Another poll has landed in the race for New Jersey governor, and it tells a pretty similar story to a number of other nonpartisan polls released in recent weeks: Rep. Mikie Sherrill (D-Montclair) has a lead, but not a big one.
According to the new poll from Rutgers-Eagleton, Sherrill leads former Assemblyman Jack Ciattarelli (R-Somerville) among likely voters by a five-point margin, 50% to 45%.
Sherrill’s lead over Ciattarelli in Rutgers-Eagleton polls has slowly collapsed over the course of the general election campaign. In June, Rutgers-Eagleton put Sherrill up 51%-31% – a somewhat unbelievable result that was trashed by the Ciattarelli campaign – while in August, the pollster found Sherrill leading by a more realistic 44%-35% margin.
“As all eyes turn to New Jersey’s governor’s race as a test of the nation’s political mood, the contest has narrowed in its final weeks,” Ashley Koning, the director of Rutgers’s Eagleton Center for Public Interest Polling, said in a release accompanying today’s poll. “Polls show a close race as voters tune in and opinions solidify, but the outcome will ultimately hinge on each campaign’s turnout operation.”
Predictably, both candidates have enormous leads among voters of their own party in the new poll (95% of Democrats for Sherrill, 94% of Republicans for Ciattarelli). Unaffiliated voters, who could make or break either campaign, prefer Sherrill 49% to 40%.
The two candidates each have advantages on different statewide issues.

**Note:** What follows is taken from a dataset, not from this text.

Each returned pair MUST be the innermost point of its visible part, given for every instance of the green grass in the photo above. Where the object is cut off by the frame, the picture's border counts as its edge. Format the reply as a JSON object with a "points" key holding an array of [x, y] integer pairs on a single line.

Ciattarelli is trusted by more voters on crime and safety (49%-35%), taxes (44%-37%), the state economy and jobs (46%-40%), and the state budget (45%-39%); Sherrill is more trusted on health care (50%-35%) and education (47%-40%); and the two candidates are almost exactly tied on affordability and infrastructure issues.
Both candidates now also have negative net approval ratings, likely the result of the millions of dollars that have been spent lambasting one another on TV; Sherrill is viewed favorably by 42% of voters and unfavorably by 45%, while Ciattarelli is slightly deeper underwater at 41%-47%.
Three polls released last week all found results matching Rutgers-Eagleton’s numbers: Fox News put Sherrill up by five points, Quinnipiac put her up by six, and Fairleigh Dickinson University put her up by seven. A pro-Ciattarelli super PAC also found a small Sherrill lead in a poll released earlier this week; the only poll throughout the entire campaign to find Ciattarelli ahead was a September internal poll commissioned by Ciattarelli’s own campaign.
Both candidates are clearly treating the race as highly competitive, as are the national parties eager for a win in one of two gubernatorial elections on the ballot this year. National Democrats in particular have become deeply involved in the race, spending tens of millions of dollars on Sherrill’s behalf and sending in surrogates like former President Barack Obama.
The Rutgers-Eagleton poll was conducted from October 3-17 with a sample size of 795 likely general election voters and a margin of error of /- 4.7%.